Nous connaissons aujourd'hui le "yoga violent", hatha-yoga. Sur le modèle donné par Patanjali, et sans doute inspiré par le bouddhisme, il propose une démarche appuyée sur huit "auxiliaires" (anga) qui permettent la suppression des émotions et l'anéantissement du Moi. L'effort discipliné est le fondement commun à toute cette démarche.

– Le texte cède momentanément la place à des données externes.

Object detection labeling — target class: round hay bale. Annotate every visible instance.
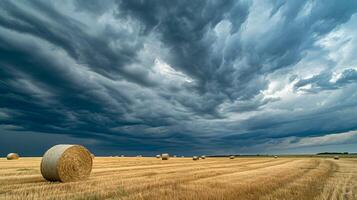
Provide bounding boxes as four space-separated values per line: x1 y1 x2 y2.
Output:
6 153 20 160
161 153 170 160
41 144 93 182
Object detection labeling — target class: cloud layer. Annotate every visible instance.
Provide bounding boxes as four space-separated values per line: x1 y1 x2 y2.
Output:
0 0 357 154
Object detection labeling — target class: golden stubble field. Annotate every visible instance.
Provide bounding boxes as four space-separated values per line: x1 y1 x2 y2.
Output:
0 157 357 200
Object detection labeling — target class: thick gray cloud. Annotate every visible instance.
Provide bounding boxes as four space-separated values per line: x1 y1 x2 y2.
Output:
0 0 357 154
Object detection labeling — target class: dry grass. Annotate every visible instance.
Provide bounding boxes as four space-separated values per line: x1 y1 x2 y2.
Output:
0 157 357 200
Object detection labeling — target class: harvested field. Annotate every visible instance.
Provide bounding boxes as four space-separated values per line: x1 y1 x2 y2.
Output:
0 157 357 200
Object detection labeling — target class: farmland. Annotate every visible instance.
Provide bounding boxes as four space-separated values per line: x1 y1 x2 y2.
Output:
0 157 357 200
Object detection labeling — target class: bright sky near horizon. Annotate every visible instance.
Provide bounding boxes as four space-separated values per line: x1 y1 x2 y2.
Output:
0 0 357 155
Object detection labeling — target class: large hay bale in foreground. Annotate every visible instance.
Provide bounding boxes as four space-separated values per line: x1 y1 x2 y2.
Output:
161 153 170 160
6 153 20 160
41 144 93 182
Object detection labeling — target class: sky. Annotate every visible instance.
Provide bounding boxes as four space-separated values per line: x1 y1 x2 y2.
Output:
0 0 357 156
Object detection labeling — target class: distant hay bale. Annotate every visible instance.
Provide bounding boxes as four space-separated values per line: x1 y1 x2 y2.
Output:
6 153 20 160
41 144 93 182
161 153 170 160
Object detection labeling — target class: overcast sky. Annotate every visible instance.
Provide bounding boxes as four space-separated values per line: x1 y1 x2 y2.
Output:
0 0 357 155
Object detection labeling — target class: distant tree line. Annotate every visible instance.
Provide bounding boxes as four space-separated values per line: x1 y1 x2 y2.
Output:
317 152 348 155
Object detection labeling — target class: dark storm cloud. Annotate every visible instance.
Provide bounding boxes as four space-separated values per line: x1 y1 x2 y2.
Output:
295 69 357 93
0 0 357 153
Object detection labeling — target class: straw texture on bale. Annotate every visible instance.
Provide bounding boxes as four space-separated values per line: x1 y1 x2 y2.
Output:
6 153 20 160
161 153 170 160
41 144 93 182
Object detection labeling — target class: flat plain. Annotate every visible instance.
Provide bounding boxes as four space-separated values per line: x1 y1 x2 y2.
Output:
0 157 357 200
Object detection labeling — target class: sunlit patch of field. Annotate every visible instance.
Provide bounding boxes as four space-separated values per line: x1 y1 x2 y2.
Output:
0 157 357 200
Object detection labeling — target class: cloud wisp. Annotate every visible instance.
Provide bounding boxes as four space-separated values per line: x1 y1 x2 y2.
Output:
0 0 357 153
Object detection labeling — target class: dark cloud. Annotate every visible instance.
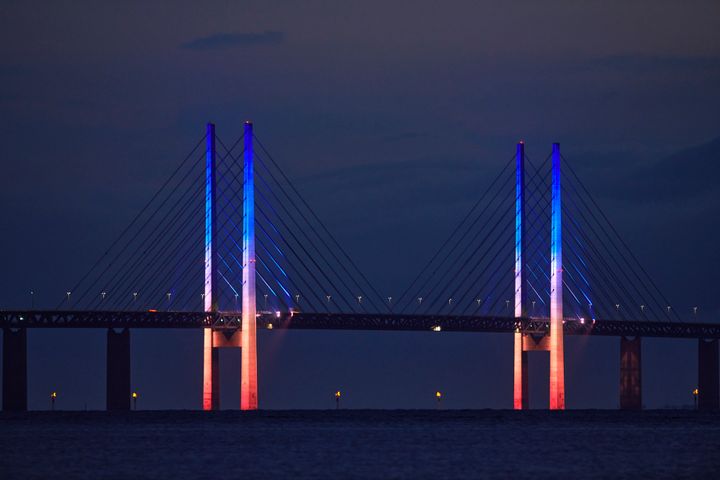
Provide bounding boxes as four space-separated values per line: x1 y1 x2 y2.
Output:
180 30 285 50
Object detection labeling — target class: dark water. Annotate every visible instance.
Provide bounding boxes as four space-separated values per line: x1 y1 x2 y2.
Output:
0 410 720 480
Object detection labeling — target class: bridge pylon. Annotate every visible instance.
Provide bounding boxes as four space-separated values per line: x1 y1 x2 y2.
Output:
203 122 258 410
513 142 565 410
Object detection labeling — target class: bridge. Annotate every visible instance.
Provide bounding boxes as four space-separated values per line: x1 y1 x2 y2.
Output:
0 122 720 410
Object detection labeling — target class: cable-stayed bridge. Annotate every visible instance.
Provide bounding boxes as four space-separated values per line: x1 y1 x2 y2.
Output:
0 122 720 410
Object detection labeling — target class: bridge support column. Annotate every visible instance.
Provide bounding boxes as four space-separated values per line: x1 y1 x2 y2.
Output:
203 328 220 410
513 142 529 410
698 338 720 410
3 328 27 411
550 143 565 410
105 328 130 410
240 122 258 410
513 332 530 410
620 337 642 410
202 123 220 410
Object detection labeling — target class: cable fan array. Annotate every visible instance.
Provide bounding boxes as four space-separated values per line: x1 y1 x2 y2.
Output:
58 130 679 321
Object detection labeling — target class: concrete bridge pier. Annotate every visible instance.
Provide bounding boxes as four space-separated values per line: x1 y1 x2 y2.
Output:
620 337 642 410
105 328 130 410
3 327 27 412
697 338 720 410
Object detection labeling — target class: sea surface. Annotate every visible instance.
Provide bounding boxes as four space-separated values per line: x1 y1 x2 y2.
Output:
0 410 720 480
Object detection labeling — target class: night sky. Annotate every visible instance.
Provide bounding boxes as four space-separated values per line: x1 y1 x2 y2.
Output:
0 0 720 409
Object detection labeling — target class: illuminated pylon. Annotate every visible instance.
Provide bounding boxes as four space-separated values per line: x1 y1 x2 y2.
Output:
513 142 565 410
240 122 258 410
203 123 220 410
203 122 258 410
513 142 528 410
550 143 565 410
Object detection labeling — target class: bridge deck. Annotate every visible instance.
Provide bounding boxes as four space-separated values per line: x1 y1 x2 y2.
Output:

L'effort (prayatna) est le moteur du progrès spirituel, lui-même étant nourri par le détachement (vairâgya) qui découle d'une vision lucide des défauts inévitables des objets que nous désirons.

Mais Abhinavagupta récuse cet édifice, tant la violence que l'effort et le détachement. A la suite d'une lignée informelle d'intellectuels lettrés du Cachemire, il propose une alternative qui s'appuie sur d'autres valeurs. Voici l'un des passages qui expriment cette vision alternative. Beaucoup moins connue que le yoga comme discipline et comme gymnastique de purification ou de thérapie, elle mériterait d'être méditée.

Le contexte de cet extrait est une réflexion d'Abhinavagupta sur la "méditation dans l'attitude de Shiva" (shiva-mudrâ) qui est la principale pratique contemplative dans le shivaïsme, en particulier dans le shivaïsme shâkta, "de la Shakti", lequel met l'accent sur le pouvoir divin reconnu dans la conscience et dans les facultés du corps.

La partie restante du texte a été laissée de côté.